As far as the potential benefits of revisiting childhood space go, Beebe says that “for all of us, particularly as we get older, withdrawing the projections we make onto things that interfere with right relationships” can be very good. In other words, perhaps “our parents were not as tall as we thought.” Or that room so huge or that shadow so all-encompassing. “We all have a subjective relationship to childhood,” he explains, “and it kind of ties us to unreality. When we see where (our memory) was right, and where it was wrong, it somehow sets the soul at rest.”

As to the potential pitfalls of geographical/psychological returns, Beebe says that “memory is powerful, but so is reality. Certainly I was more upset than I’d imagined in China. In a way, I hadn’t grieved enough. These returns tend to stir things up; it can be shocking to be flooded with emotions and I didn’t expect this. I was taken by surprise, but ready.”

Making the return, and dealing with possible impact, may be something you don’t want to undertake all by yourself. “As they used to say about psychedelic drugs in the 60s,” Beebe comments, “it’s better to have someone around to guide you through the trip.
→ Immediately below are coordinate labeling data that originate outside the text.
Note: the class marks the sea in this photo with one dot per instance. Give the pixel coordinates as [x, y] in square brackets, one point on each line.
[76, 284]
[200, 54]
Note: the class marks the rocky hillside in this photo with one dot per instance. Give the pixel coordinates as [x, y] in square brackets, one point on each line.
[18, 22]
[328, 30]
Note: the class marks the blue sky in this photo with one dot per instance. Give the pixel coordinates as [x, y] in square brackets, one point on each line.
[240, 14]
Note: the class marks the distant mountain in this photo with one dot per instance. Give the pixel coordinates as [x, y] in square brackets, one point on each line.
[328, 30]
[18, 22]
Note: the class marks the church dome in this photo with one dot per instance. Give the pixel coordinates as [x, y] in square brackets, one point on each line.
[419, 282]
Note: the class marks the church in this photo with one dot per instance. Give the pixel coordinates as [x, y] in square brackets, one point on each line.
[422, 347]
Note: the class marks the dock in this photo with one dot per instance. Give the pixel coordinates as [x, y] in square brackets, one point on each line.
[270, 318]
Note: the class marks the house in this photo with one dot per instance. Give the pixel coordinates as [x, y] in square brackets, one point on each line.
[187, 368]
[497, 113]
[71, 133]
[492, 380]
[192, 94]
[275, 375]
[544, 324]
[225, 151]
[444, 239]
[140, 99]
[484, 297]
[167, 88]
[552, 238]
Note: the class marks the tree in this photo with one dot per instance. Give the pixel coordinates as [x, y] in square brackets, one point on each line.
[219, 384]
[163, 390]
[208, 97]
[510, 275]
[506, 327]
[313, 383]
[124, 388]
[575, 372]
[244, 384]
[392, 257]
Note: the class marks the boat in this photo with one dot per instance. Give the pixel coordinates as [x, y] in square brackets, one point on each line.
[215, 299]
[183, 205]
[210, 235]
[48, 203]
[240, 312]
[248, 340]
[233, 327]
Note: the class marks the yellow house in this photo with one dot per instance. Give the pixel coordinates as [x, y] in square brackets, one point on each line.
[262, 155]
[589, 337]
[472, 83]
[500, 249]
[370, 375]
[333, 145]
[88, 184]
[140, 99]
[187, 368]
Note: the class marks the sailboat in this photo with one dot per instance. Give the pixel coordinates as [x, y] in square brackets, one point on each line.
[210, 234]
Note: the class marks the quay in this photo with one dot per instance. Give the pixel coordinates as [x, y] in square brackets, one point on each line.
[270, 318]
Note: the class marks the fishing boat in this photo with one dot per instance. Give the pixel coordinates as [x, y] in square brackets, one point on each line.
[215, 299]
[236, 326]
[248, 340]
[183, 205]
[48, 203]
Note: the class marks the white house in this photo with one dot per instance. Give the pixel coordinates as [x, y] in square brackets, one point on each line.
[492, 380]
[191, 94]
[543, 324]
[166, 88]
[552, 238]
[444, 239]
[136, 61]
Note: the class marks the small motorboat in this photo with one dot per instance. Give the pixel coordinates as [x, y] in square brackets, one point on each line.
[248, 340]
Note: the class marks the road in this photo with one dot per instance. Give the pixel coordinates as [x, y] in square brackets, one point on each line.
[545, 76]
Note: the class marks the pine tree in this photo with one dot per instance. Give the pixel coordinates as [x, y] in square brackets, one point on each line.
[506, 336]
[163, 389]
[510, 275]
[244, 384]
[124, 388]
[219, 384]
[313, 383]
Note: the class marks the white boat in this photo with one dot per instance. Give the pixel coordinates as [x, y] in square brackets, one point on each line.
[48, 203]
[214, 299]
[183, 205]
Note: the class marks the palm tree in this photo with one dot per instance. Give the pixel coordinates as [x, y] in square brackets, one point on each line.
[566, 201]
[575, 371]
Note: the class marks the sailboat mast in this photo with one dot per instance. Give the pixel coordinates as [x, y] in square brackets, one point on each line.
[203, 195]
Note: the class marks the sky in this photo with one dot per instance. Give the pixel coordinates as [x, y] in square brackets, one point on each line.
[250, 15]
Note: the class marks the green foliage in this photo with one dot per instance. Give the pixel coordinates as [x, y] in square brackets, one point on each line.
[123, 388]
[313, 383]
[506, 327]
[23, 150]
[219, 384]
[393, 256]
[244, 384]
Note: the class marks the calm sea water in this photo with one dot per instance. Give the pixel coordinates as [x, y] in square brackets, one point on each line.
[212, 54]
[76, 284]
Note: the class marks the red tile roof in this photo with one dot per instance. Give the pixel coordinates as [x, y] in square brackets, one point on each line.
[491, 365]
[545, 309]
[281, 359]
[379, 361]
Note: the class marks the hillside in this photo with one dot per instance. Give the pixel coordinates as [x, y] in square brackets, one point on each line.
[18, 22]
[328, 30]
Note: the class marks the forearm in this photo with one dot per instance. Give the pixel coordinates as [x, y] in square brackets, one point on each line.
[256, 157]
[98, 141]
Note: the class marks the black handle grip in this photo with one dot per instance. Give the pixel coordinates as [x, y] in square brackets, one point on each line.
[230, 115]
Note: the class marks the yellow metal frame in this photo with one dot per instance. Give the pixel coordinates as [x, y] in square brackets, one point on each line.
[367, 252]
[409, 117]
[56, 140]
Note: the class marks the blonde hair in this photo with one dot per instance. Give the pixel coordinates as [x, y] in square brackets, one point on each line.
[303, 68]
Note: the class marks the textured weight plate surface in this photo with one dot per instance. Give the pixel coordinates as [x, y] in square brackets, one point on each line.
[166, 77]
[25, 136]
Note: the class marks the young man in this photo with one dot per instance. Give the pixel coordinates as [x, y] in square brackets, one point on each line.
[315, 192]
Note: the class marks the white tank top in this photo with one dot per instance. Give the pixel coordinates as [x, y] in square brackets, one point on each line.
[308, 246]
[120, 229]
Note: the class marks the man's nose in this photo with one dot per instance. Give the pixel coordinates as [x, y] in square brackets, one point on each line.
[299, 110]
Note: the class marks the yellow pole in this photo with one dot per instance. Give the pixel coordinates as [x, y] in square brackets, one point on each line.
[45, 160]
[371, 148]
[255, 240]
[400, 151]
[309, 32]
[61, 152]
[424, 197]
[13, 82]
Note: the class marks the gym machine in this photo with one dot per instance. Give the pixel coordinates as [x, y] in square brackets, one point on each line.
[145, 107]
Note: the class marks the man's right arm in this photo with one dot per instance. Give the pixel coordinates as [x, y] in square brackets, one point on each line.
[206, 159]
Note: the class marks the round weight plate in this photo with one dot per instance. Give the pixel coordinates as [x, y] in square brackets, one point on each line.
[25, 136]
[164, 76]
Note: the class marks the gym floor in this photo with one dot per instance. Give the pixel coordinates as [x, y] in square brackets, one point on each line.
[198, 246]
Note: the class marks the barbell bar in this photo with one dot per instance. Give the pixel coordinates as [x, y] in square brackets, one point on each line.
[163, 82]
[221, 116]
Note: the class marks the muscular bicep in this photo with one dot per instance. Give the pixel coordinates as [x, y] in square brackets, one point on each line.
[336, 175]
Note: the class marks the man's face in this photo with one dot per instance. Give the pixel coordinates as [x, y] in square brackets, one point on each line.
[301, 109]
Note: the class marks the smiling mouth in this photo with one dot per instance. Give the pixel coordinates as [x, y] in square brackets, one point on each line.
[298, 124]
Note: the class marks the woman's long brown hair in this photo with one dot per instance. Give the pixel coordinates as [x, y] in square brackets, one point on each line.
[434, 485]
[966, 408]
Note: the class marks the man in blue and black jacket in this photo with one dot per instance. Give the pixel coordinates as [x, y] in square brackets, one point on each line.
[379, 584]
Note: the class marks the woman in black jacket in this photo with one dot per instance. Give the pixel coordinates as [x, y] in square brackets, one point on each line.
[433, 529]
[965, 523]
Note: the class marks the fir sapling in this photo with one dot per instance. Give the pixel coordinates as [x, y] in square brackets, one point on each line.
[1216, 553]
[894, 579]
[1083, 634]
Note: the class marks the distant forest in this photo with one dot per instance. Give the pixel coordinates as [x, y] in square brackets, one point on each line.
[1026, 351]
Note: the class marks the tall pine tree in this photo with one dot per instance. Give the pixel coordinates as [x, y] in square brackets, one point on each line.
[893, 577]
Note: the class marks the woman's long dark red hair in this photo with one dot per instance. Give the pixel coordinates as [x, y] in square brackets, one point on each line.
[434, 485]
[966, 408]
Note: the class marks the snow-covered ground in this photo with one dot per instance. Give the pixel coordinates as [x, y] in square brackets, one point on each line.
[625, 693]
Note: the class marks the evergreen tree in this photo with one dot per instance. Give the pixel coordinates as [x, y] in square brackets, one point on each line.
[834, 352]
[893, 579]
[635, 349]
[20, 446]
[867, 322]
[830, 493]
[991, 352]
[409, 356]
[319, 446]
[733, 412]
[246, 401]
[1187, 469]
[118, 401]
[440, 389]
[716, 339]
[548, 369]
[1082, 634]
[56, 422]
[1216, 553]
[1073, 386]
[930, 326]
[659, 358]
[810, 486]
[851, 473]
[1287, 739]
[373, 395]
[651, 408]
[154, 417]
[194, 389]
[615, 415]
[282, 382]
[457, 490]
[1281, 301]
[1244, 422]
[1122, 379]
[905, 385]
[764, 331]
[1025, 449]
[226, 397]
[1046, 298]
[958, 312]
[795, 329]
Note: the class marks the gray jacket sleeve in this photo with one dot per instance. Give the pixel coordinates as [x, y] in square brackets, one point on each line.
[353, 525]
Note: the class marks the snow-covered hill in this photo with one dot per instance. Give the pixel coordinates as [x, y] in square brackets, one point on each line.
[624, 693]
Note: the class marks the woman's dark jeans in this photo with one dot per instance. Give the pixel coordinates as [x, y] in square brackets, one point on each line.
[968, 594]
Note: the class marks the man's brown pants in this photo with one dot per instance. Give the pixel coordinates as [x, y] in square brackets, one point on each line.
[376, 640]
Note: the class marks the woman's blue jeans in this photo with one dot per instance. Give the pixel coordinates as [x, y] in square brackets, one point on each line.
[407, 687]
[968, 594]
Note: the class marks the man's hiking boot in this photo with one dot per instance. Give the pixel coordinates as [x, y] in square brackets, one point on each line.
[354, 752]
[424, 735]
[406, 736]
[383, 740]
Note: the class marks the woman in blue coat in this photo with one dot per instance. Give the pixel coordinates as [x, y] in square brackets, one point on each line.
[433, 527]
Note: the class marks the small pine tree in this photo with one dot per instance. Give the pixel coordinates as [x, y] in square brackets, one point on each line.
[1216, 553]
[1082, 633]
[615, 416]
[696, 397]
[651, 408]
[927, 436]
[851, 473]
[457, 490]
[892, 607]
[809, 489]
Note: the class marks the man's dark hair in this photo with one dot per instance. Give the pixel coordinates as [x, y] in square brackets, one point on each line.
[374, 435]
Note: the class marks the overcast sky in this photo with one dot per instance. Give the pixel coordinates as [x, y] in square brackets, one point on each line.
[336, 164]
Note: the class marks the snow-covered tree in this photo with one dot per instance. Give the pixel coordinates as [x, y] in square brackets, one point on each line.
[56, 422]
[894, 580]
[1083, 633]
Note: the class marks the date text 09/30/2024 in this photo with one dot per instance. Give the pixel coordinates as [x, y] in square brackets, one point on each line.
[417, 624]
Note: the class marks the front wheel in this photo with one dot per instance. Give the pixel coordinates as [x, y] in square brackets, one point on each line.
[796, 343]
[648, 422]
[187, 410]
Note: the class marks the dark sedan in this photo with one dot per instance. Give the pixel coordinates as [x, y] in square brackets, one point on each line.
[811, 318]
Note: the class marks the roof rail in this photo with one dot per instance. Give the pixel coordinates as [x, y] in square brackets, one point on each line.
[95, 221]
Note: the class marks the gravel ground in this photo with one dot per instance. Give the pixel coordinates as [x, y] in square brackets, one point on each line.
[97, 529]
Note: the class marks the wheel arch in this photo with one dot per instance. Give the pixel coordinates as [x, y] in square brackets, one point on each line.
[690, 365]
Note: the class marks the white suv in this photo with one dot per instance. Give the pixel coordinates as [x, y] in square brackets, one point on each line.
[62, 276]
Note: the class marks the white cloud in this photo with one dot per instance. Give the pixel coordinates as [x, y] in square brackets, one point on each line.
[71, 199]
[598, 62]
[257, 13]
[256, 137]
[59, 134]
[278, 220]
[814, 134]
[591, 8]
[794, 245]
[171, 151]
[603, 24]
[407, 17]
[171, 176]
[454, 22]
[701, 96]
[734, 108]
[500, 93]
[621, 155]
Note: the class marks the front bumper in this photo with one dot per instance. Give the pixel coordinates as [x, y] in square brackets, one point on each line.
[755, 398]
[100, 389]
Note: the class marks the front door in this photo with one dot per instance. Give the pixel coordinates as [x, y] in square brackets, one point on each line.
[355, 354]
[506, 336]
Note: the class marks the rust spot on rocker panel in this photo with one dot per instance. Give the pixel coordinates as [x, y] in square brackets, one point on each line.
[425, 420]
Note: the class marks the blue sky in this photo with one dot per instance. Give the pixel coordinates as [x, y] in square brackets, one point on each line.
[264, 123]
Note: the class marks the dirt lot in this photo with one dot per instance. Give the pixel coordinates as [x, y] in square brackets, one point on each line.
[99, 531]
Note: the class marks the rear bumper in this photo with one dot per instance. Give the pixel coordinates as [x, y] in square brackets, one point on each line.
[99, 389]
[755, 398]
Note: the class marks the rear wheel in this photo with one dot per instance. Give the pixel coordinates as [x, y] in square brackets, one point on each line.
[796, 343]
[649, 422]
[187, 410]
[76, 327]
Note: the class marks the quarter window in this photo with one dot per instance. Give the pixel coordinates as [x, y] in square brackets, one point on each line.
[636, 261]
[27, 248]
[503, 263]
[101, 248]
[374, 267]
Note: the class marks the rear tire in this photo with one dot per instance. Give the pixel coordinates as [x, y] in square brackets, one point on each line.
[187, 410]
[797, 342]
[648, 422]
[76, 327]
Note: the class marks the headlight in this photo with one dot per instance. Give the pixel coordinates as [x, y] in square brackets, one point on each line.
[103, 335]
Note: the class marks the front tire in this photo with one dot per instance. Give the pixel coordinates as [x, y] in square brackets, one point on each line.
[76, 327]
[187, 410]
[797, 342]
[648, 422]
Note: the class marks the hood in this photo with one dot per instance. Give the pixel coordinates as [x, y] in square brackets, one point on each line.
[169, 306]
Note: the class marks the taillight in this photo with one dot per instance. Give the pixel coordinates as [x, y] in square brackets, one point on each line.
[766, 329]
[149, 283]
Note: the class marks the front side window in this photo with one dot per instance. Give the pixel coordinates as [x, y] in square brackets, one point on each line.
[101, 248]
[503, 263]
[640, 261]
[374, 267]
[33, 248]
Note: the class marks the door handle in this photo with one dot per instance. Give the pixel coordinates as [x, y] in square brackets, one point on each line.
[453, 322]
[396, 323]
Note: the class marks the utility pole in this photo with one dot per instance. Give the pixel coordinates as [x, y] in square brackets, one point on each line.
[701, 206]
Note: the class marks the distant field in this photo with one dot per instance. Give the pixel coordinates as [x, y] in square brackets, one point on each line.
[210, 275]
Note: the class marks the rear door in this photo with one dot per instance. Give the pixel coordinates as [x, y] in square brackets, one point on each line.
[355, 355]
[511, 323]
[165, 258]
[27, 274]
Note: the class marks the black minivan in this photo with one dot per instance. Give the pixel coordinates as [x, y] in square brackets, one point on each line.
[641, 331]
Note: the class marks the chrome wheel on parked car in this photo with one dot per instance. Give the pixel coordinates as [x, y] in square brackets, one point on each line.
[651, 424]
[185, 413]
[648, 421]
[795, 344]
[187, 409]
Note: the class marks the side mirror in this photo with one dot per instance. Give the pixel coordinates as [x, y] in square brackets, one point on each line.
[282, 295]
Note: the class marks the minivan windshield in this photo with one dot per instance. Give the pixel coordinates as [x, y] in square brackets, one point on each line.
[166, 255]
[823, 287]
It’s not good to be alone.”

In my 60s I returned to my birthplace in Porto Alegre, Brazil, where the tales and photos I’d grown up with showing idyllic hillsides overlooking the bay turned out to be a jumble of rooftops and high walls. In my 40s I returned to the site of my earliest memories, the Nashville, TN house in which I remembered running merrily up and down the length of a giant kitchen. It was, in reality, roughly 6′ x 8′. Today Google Maps tells me it’s gone, replaced by what seems to be an educational facility for the church (same old church) that was two doors down the street. As there are too many metaphors here even to begin considering, if I do any further revisitation I may invite John Beebe to go along.

What about you? Any more going-home-again stories out there?